It has been a long time since somebody has prompted me to say ‘Thank You!’. Last, I remember was on my birthday. I had never thought about it, until today when a friend of mine, complimented another friend of mine about how good his work was. Not the first time, I saw someone being admired, today I cared enough to develop a hunger for being passionate about something. Problem is, I am not very talented. Nor do I feel anything other than a fleeting urge to make films myself or be an actor. Or anything of that sort. The only thing I can’t even aspire to do is create music, since I cannot sing well or play any instrument. I am an accounts guy, by profession but do not really consider myself to be someone with an above average aptitude for it.
Most times, I am not even bothered by this. Smoking and drinking with friends, watching sports, being in the middle of some debate or gossip, reminiscing about past memories, and fantasizing about new ones are my only activities. I had considered Photography for a while, but looking at the amount of people that are in it right now, I refrained.
It’s not like I need to be an artist or anything. I will eventually get a job, and marry, and have kids. I’ll be occupied. But at least, I should be passionate about something other than a random TV show, or a whiskey brand. Some kind of a special skill-set. Or a heightened expertise in something more than the art of chatting with five people simultaneously, or the art of preparing imaginative bills in order to extract more money out of your parents. Something, that people associate you with. Even if it’s a niche skill like skateboarding. Or Typography.

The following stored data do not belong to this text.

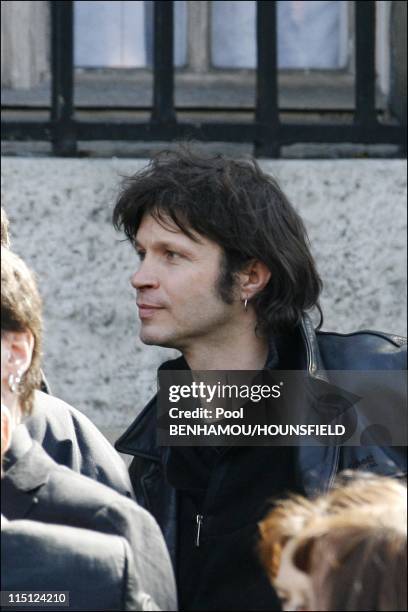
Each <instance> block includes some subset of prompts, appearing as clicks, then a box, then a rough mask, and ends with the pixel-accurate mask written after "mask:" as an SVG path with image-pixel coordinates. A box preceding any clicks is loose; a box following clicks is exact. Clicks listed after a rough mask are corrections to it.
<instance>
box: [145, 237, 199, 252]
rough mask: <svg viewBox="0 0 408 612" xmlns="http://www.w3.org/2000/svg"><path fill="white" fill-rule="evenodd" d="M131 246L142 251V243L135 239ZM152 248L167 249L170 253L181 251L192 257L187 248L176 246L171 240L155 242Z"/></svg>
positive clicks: (189, 249) (188, 247) (173, 242)
mask: <svg viewBox="0 0 408 612" xmlns="http://www.w3.org/2000/svg"><path fill="white" fill-rule="evenodd" d="M133 244H134V246H135V248H136V249H143V248H144V247H143V245H142V243H141V242H140V241H139V240H137V239H136V238H135V240H134V241H133ZM153 247H154V248H159V249H168V250H170V251H183V252H185V253H187V254H189V255H191V256H192V255H193V253H192V251H191V249H190V248H189V247H188V246H185V245H183V244H178V243H176V242H172V241H171V240H159V241H158V242H155V243H154V244H153Z"/></svg>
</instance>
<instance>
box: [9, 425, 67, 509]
mask: <svg viewBox="0 0 408 612" xmlns="http://www.w3.org/2000/svg"><path fill="white" fill-rule="evenodd" d="M20 428H23V429H20ZM17 432H18V435H17V436H16V437H14V436H13V443H12V446H11V448H10V455H11V457H10V458H11V460H12V464H11V466H10V467H9V469H7V470H6V471H5V474H4V477H3V478H2V482H1V492H2V502H1V505H2V512H3V513H4V515H5V516H6V517H7V518H12V519H21V518H27V517H29V516H30V514H31V513H32V511H33V509H34V508H35V506H36V504H37V503H38V494H39V491H40V490H41V487H42V486H43V485H44V484H45V483H46V482H47V481H48V479H49V477H50V473H51V471H52V470H53V469H54V468H55V465H56V464H55V462H54V461H53V460H52V459H51V457H49V456H48V455H47V453H46V452H45V451H44V449H43V448H42V447H41V446H40V445H39V444H38V443H37V442H34V441H32V440H31V438H30V437H29V435H28V432H27V430H26V428H25V427H24V425H19V427H18V428H17V429H16V430H15V432H14V433H15V434H17ZM27 442H29V443H30V444H29V448H28V450H26V452H24V453H23V454H20V453H19V451H20V450H21V449H22V448H23V444H24V445H25V444H27ZM6 466H7V456H6Z"/></svg>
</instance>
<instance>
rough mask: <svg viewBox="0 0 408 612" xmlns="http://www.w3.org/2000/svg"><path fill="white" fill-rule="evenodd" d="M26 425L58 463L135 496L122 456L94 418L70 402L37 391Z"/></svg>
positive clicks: (44, 393) (116, 488)
mask: <svg viewBox="0 0 408 612" xmlns="http://www.w3.org/2000/svg"><path fill="white" fill-rule="evenodd" d="M25 425H26V427H27V429H28V431H29V433H30V436H31V437H32V438H33V440H35V441H37V442H38V443H39V444H41V445H42V446H43V447H44V449H45V450H46V452H47V453H48V454H49V455H50V456H51V457H52V458H53V459H55V461H56V462H57V463H60V464H63V465H66V466H67V467H69V468H70V469H72V470H75V471H77V472H80V473H82V474H84V475H86V476H89V477H91V478H93V479H94V480H97V481H99V482H102V483H104V484H107V485H109V486H110V487H112V488H114V489H115V490H117V491H118V492H119V493H122V494H123V495H130V496H132V488H131V485H130V481H129V477H128V474H127V470H126V466H125V464H124V463H123V460H122V459H121V457H120V456H119V455H118V453H117V452H116V451H115V449H114V448H113V446H112V445H111V444H110V443H109V441H108V440H107V439H106V438H105V436H104V435H103V434H102V433H101V432H100V431H99V429H98V428H97V427H96V426H95V425H94V424H93V423H92V421H91V420H90V419H89V418H88V417H87V416H86V415H85V414H83V413H82V412H80V411H79V410H77V409H76V408H74V407H73V406H71V405H70V404H67V403H66V402H64V401H63V400H61V399H59V398H57V397H55V396H53V395H47V394H46V393H43V392H42V391H39V390H36V392H35V396H34V407H33V412H32V414H31V415H30V416H29V417H28V418H27V419H26V420H25Z"/></svg>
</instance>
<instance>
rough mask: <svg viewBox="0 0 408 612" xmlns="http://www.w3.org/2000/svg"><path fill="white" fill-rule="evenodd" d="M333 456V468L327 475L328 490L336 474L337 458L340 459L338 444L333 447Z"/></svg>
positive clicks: (339, 452)
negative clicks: (331, 470) (333, 450)
mask: <svg viewBox="0 0 408 612" xmlns="http://www.w3.org/2000/svg"><path fill="white" fill-rule="evenodd" d="M335 451H336V452H335V456H334V462H333V468H332V471H331V474H330V477H329V481H328V487H327V488H328V490H330V489H331V488H332V486H333V483H334V479H335V478H336V476H337V469H338V467H339V460H340V448H339V447H338V446H336V447H335Z"/></svg>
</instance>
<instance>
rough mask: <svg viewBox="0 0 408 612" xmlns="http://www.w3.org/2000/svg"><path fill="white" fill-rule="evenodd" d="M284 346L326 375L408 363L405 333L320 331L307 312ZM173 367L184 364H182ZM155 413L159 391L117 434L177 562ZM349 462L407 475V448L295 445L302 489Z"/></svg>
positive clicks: (399, 365) (399, 475) (372, 467)
mask: <svg viewBox="0 0 408 612" xmlns="http://www.w3.org/2000/svg"><path fill="white" fill-rule="evenodd" d="M282 346H284V350H285V351H286V353H290V355H288V354H286V355H284V361H285V362H286V364H287V363H289V362H291V366H292V367H291V368H289V367H288V366H287V365H285V367H282V369H303V370H305V369H306V370H307V372H308V375H309V376H310V377H314V378H317V379H325V378H326V377H327V376H328V375H327V373H326V371H328V370H391V369H392V370H401V369H405V368H406V346H407V344H406V339H405V338H404V337H401V336H397V335H390V334H384V333H380V332H375V331H360V332H356V333H352V334H338V333H328V332H315V330H314V328H313V325H312V322H311V321H310V319H309V318H308V317H304V319H303V321H302V323H301V325H300V326H299V327H298V328H297V330H296V332H295V333H294V334H293V337H291V338H290V340H289V341H285V343H284V345H282ZM174 363H175V364H176V362H174ZM167 367H169V365H168V364H167ZM170 367H171V366H170ZM174 369H179V368H178V367H177V364H176V365H175V367H174ZM156 418H157V415H156V397H154V398H153V399H152V400H151V401H150V402H149V403H148V404H147V406H146V407H145V408H144V410H143V411H142V412H141V413H140V414H139V416H138V417H137V418H136V419H135V421H134V422H133V423H132V424H131V425H130V427H129V428H128V429H127V430H126V431H125V433H124V434H123V435H122V436H121V437H120V438H119V439H118V441H117V442H116V445H115V447H116V449H117V450H118V451H120V452H121V453H126V454H129V455H133V457H134V458H133V461H132V463H131V466H130V468H129V473H130V477H131V481H132V484H133V487H134V490H135V494H136V498H137V501H138V502H139V503H140V504H141V505H142V506H143V507H145V508H146V509H147V510H149V511H150V512H151V513H152V514H153V515H154V517H155V518H156V520H157V522H158V523H159V525H160V527H161V529H162V531H163V534H164V537H165V540H166V543H167V545H168V548H169V551H170V555H171V557H172V559H173V562H175V557H176V544H177V495H176V491H175V490H174V489H173V488H172V487H171V486H170V485H169V483H168V482H167V480H166V478H165V473H164V465H165V461H166V455H167V453H168V452H169V449H168V448H167V447H158V446H156ZM226 455H228V453H227V454H226ZM262 468H264V466H262ZM347 468H354V469H356V468H365V469H369V470H370V471H374V472H376V473H379V474H385V475H398V476H401V475H404V474H406V454H405V448H401V447H395V446H394V447H388V448H384V447H372V446H370V447H364V446H359V447H357V446H352V447H350V446H349V447H339V446H328V447H323V446H322V447H320V446H303V447H296V466H295V470H296V478H297V482H298V484H299V486H298V490H301V491H302V492H304V493H305V494H314V493H315V492H317V491H324V490H326V489H327V488H329V487H330V485H331V484H332V482H333V479H334V477H335V476H336V474H337V472H338V471H339V470H342V469H347ZM219 469H222V467H220V468H219Z"/></svg>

But, I don’t know anything of that sort, I feel passionate about. But, I want to.
I have written this as the subject for a flash based animation that I’ll be making this semester. I usually don’t bother myself with such topics, but since it was a flash based thing, I decided to do something inspirational in an understated manner. It may not be good, but it’d do for assignment purposes. Sharing it, for the post count and the small possibility of someone finding worth in this.